Search by DataFlow Status

The Business Status depends on the DataFlow status of cut-offs applied to the flow events:

  • onschedule[business]: this query will search for all flows having DataFlow Status On Schedule. They have been completed successfully and are on schedule.
  • pending[business]: this query will search for all flows having DataFlow Status Pending. They will be completed in the future.
  • warning[business]: this query will search for all flows having DataFlow Status Warning. They are still pending and near the deadline.
  • error[business]: this query will search for all flows having DataFlow Status Error. They are uncompleted or completed after the scheduled time.

Search by Instance Status

The Business Instance Status depends on the Instance status of cut-offs applied to the flow events:

  • onschedule[businessInstance]: this query will search for all flows having Instance Status On Schedule. They have been completed successfully and are on schedule.
  • pending[businessInstance]: this query will search for all flows having Instance Status Pending. They will be completed in the future.
  • warning[businessInstance]: this query will search for all flows having Instance Status Warning. They are still pending and near the deadline.
  • error[businessInstance]: this query will search for all flows having Instance Status Error. They are uncompleted or completed after the scheduled time.

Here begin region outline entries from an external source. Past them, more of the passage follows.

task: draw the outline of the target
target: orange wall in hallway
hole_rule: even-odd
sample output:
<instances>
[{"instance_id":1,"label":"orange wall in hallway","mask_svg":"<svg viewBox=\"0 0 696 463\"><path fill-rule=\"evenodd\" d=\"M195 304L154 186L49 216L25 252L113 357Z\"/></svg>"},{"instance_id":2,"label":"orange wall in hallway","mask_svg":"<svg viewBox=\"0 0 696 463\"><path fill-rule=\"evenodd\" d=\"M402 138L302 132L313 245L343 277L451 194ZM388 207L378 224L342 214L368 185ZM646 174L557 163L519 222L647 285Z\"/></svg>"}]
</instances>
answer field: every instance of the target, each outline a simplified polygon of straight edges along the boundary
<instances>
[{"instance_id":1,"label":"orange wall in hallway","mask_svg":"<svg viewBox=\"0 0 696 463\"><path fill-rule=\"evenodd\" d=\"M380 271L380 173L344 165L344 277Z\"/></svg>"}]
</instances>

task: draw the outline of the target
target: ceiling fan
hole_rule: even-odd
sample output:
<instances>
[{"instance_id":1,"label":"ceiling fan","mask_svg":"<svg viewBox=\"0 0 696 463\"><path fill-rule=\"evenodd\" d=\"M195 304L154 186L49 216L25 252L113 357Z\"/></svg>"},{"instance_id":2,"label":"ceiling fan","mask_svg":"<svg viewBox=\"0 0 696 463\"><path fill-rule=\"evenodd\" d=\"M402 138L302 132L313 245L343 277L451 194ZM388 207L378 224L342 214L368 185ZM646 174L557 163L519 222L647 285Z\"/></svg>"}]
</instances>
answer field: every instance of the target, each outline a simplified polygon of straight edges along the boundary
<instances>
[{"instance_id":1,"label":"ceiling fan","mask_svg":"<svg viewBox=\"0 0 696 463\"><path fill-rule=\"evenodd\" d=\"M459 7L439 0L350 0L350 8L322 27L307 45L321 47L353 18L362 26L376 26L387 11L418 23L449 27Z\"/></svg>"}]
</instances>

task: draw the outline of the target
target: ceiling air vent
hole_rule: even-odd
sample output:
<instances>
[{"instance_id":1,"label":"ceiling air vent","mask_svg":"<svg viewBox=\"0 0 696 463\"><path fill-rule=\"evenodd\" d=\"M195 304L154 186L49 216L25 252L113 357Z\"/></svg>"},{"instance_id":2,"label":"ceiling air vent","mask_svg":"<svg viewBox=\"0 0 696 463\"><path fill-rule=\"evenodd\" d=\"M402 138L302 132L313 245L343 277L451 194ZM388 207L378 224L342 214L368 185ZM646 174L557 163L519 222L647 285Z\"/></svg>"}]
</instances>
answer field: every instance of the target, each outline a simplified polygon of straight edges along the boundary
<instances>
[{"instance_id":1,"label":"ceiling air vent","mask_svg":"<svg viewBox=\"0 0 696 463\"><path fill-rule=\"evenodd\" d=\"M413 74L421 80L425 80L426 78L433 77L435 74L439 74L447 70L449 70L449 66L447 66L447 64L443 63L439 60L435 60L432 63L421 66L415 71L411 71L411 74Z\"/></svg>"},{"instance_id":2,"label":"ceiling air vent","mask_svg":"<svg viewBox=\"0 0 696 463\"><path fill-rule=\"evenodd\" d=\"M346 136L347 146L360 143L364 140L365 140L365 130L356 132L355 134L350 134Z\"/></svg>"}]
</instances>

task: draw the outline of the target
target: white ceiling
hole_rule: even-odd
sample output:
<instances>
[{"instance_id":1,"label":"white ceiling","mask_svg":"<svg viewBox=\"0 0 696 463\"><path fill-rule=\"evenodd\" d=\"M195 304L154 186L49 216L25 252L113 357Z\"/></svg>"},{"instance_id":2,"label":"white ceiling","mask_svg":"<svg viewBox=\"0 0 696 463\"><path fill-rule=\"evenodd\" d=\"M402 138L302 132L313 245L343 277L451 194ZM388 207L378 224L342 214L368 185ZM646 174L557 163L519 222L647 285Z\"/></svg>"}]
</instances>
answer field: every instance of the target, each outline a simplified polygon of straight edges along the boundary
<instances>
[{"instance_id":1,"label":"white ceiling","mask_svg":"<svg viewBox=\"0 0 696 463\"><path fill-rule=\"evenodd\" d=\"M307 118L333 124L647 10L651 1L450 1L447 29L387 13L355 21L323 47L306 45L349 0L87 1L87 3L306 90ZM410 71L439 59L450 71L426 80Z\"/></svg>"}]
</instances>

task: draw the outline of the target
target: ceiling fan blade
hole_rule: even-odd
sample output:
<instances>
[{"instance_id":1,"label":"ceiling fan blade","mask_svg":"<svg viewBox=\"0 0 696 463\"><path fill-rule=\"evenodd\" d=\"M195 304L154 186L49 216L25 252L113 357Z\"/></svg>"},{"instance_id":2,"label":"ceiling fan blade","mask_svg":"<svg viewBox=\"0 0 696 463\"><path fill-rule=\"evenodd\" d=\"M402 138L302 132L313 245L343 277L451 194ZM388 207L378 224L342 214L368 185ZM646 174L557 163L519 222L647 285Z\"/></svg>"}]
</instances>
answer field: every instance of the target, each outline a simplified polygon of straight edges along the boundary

For more details refer to sections Dataflow Inquiry and Setting Cut-offs.

Search by Source

Click the Source link, to drill down results.

The Source will be added automatically to the Search field.


Search by Attribute

Clicking an Attribute will be added automatically to the Search field. Attributes are configured by the Administrator, as described in Attributes.
For example, in the figure below the CEO attribute has been added to the Search bar.

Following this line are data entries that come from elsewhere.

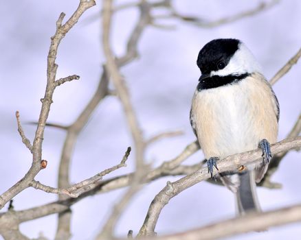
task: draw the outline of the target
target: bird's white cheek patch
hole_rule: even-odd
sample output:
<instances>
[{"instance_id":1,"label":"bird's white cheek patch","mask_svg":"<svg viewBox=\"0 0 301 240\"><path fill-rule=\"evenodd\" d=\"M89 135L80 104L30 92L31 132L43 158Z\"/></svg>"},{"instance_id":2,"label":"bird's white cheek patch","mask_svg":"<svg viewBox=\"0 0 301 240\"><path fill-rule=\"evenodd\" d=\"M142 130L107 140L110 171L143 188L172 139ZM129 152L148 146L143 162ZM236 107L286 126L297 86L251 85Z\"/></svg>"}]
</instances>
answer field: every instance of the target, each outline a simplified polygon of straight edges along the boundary
<instances>
[{"instance_id":1,"label":"bird's white cheek patch","mask_svg":"<svg viewBox=\"0 0 301 240\"><path fill-rule=\"evenodd\" d=\"M259 64L252 53L243 43L241 43L239 49L231 58L227 65L223 69L212 71L211 75L226 76L260 71Z\"/></svg>"}]
</instances>

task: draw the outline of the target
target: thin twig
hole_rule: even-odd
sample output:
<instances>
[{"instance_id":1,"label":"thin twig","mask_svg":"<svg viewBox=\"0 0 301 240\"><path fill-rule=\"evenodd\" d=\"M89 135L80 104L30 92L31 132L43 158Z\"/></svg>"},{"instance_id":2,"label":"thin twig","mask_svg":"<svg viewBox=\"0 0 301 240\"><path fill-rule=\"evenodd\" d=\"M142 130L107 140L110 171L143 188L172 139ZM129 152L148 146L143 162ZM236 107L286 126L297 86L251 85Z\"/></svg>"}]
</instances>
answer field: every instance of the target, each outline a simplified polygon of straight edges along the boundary
<instances>
[{"instance_id":1,"label":"thin twig","mask_svg":"<svg viewBox=\"0 0 301 240\"><path fill-rule=\"evenodd\" d=\"M301 57L301 48L296 53L296 55L291 58L289 62L287 62L285 66L283 66L280 70L279 70L276 74L269 80L271 85L274 85L278 80L279 80L285 74L286 74L296 64Z\"/></svg>"},{"instance_id":2,"label":"thin twig","mask_svg":"<svg viewBox=\"0 0 301 240\"><path fill-rule=\"evenodd\" d=\"M44 139L45 126L50 110L50 106L53 102L52 96L56 86L55 84L55 78L58 65L56 64L55 60L58 45L66 34L78 22L82 13L94 5L95 2L93 0L81 0L77 10L64 25L62 25L65 16L64 13L60 14L56 22L56 31L55 34L52 37L52 42L47 56L47 86L45 96L41 99L42 108L32 144L32 166L21 180L0 196L0 209L16 194L30 187L32 180L41 169L41 161L42 160L42 145Z\"/></svg>"},{"instance_id":3,"label":"thin twig","mask_svg":"<svg viewBox=\"0 0 301 240\"><path fill-rule=\"evenodd\" d=\"M22 139L22 143L23 143L26 146L26 147L30 149L30 152L32 153L32 145L30 143L30 141L26 137L24 131L23 130L22 125L21 125L20 114L19 111L16 112L16 123L18 123L18 132L20 134L20 136Z\"/></svg>"},{"instance_id":4,"label":"thin twig","mask_svg":"<svg viewBox=\"0 0 301 240\"><path fill-rule=\"evenodd\" d=\"M103 68L102 74L94 95L78 118L71 125L66 128L67 130L67 135L65 139L58 168L58 187L59 189L67 189L70 186L69 168L72 152L77 138L98 104L108 95L108 84L107 72L105 69ZM64 200L65 196L60 195L59 198L60 200ZM59 215L56 239L65 239L70 235L70 220L71 213L69 211Z\"/></svg>"},{"instance_id":5,"label":"thin twig","mask_svg":"<svg viewBox=\"0 0 301 240\"><path fill-rule=\"evenodd\" d=\"M295 125L291 129L289 134L287 135L287 138L293 138L299 135L301 132L301 115L299 115ZM275 155L271 160L271 163L269 165L269 168L267 169L267 173L265 177L263 178L261 182L259 183L260 186L267 187L269 189L280 189L282 184L278 182L272 182L271 178L274 173L277 171L281 160L287 154L289 151L282 152L276 155Z\"/></svg>"},{"instance_id":6,"label":"thin twig","mask_svg":"<svg viewBox=\"0 0 301 240\"><path fill-rule=\"evenodd\" d=\"M139 190L140 180L144 177L144 173L146 170L146 165L144 163L144 154L145 143L143 139L142 131L139 127L139 123L131 103L129 91L126 86L125 81L119 72L118 63L115 61L115 58L111 49L109 36L111 18L112 13L112 1L104 0L102 5L102 44L104 55L107 59L105 65L108 74L111 77L112 82L116 89L117 94L122 104L124 113L128 122L128 125L130 128L133 139L135 143L135 163L136 171L134 174L133 182L130 188L126 193L122 196L120 202L118 202L113 208L113 211L104 224L102 230L98 235L97 239L109 239L113 235L113 231L118 220L120 215L123 212L124 208L127 206L129 201L132 199L135 193ZM134 32L135 33L135 32ZM139 34L140 35L140 34ZM138 36L139 36L138 35ZM128 47L132 51L132 47L130 43L130 38ZM137 38L135 38L137 40ZM128 51L130 51L130 49ZM135 51L135 49L134 49ZM135 53L135 52L134 52ZM135 54L131 56L131 58L135 57ZM124 64L127 60L120 62L120 64Z\"/></svg>"},{"instance_id":7,"label":"thin twig","mask_svg":"<svg viewBox=\"0 0 301 240\"><path fill-rule=\"evenodd\" d=\"M71 76L68 76L66 77L63 77L63 78L60 78L58 80L56 80L56 82L54 82L54 84L56 86L60 86L64 83L65 83L66 82L71 82L72 80L79 80L80 79L80 76L78 75L72 75Z\"/></svg>"}]
</instances>

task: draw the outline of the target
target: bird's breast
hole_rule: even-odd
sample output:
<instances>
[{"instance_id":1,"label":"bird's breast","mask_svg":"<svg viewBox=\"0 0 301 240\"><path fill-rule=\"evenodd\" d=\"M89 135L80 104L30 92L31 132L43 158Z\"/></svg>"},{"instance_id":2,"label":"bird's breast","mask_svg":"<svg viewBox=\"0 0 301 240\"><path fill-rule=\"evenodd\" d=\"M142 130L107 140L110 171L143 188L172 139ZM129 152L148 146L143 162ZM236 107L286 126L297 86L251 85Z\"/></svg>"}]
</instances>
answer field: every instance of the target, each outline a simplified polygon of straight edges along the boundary
<instances>
[{"instance_id":1,"label":"bird's breast","mask_svg":"<svg viewBox=\"0 0 301 240\"><path fill-rule=\"evenodd\" d=\"M207 158L255 149L263 139L276 141L271 90L260 77L247 77L233 84L197 91L192 114Z\"/></svg>"}]
</instances>

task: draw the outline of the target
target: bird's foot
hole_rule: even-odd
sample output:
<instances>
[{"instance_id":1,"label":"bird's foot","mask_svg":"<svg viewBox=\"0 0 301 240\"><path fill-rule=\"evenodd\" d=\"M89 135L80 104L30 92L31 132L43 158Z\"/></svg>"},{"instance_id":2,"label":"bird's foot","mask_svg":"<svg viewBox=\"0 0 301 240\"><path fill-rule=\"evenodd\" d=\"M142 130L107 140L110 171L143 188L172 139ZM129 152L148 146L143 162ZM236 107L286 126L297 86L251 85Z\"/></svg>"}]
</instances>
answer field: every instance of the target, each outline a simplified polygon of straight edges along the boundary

As an alternative, you can start typing an attribute in the Search field and the autocomplete function will propose the value starting with the typed letters.

Multiple search keys can be combined, separated by a space:

Advanced Searches: the Data Watcher Query Language

Data Watcher Query Language (DWQL) can be used in the Inquiry section search bar to run a search query string on a product-managed entity.
This section covers the basics of DWQL as applicable to dataflow instance entities.

Language reference

Literals

Literals are constant values that a user specifies in a DWQL query, for instance, a filename "myfile.txt" is literal.
Generally, literals containing blanks/spaces must be enclosed in double quotation marks, otherwise, each space-separated substring is considered a distinct literal on its own.
DWQL supports typed literals with specific semantics as shown in the table below:

Type of literalExampleDescription
stringLiteralinvoices
"Monthly Invoices"
"monthly invoices"
stringLiterals are a simple sequence of characters that will be used for full string match in a case-insensitive fashion
csstringLiteralinvoices
"Monthly Invoices"
"monthly invoices"
csstringLiterals are a simple sequence of characters that will be used for full string match in a case-sensitive fashion
wcstringLiteral'Los?Angeles'
'Los *geles'
wcstringLiterals are a simple sequence of characters and "?" / "*" wildcards metacharacters that will be used for case insensitive string match honoring "?" / "*" wildcards.
The single quote character, the question mark, the asterisk, and the backslash appearing in the input string as payload must be escaped with a backslash, i.e.: \' \? \* \\
stemstringLiteralstemstringLiterals, are a simple sequence of characters that will be used for full string match, in a case insensitive fashion and a diacritic insensitive fashion (e.g. "perche" matches "Perché" and "wurstel" matches "Würstel")
wcstemstringLiteralwcstemstringLiterals, are a simple sequence of characters and wildcards (see also wcstringLiteral definition) that will be used for full string match, in a case insensitive fashion and a diacritic insensitive fashion (e.g. "perche" matches "Perché" and "wurstel" matches "Würstel").
stemprefixstringLiteralstemprefixstringLiterals, are a simple sequence of characters that will be used for full string and prefix string match, in a case insensitive fashion and in a diacritic insensitive fashion (e.g. "perche" matches "Perché sì" and "wurstel" matches "Würstel Weiner").
wcstemprefixstringLiteralwcstemprefixstringLiterals, are a simple sequence of characters and wildcards (see also wcstringLiteral definition) that will be used for full string and prefix string match, in a case insensitive fashion and in a diacritic insensitive fashion (e.g. "perche" matches "Perché sì" and "wurstel" matches "Würstel Weiner")
timestampLiteral01/12/2018
"01/12/2018 12:28"
"01/12/2018 12:28:42"
"01/12/2018 12:28:42 +0100"
timestampLiterals express a date and a time in the form "dd/mm/yyyy hh:mm:ss ±hh:mm".
The time of the day can be specified with or without seconds. In time ranges, 00 seconds are assumed by default for the lower boundary and 59 for the upper boundary.
The time of the day can be completely omitted. In time ranges, by default 00:00:00 time is assumed for the lower boundary and 23:59:59 for the upper boundary.
Time zone specifications can be omitted. By default, the client timezone is used, if available, otherwise the server time zone is used
timeoffsetLiteral"last 7 days"
"last 6 hours"
"last 42 minutes"
Time offset literals express a time duration in the form "last number unitOfMeasure" where unitOfMeasure is one of "days", "hours" or "minutes"

Clauses

Free text search clause
A free text search clause is simply a stemStringLiteral or wcstringLiteral that will be used to match any indexed field of dataflow instances.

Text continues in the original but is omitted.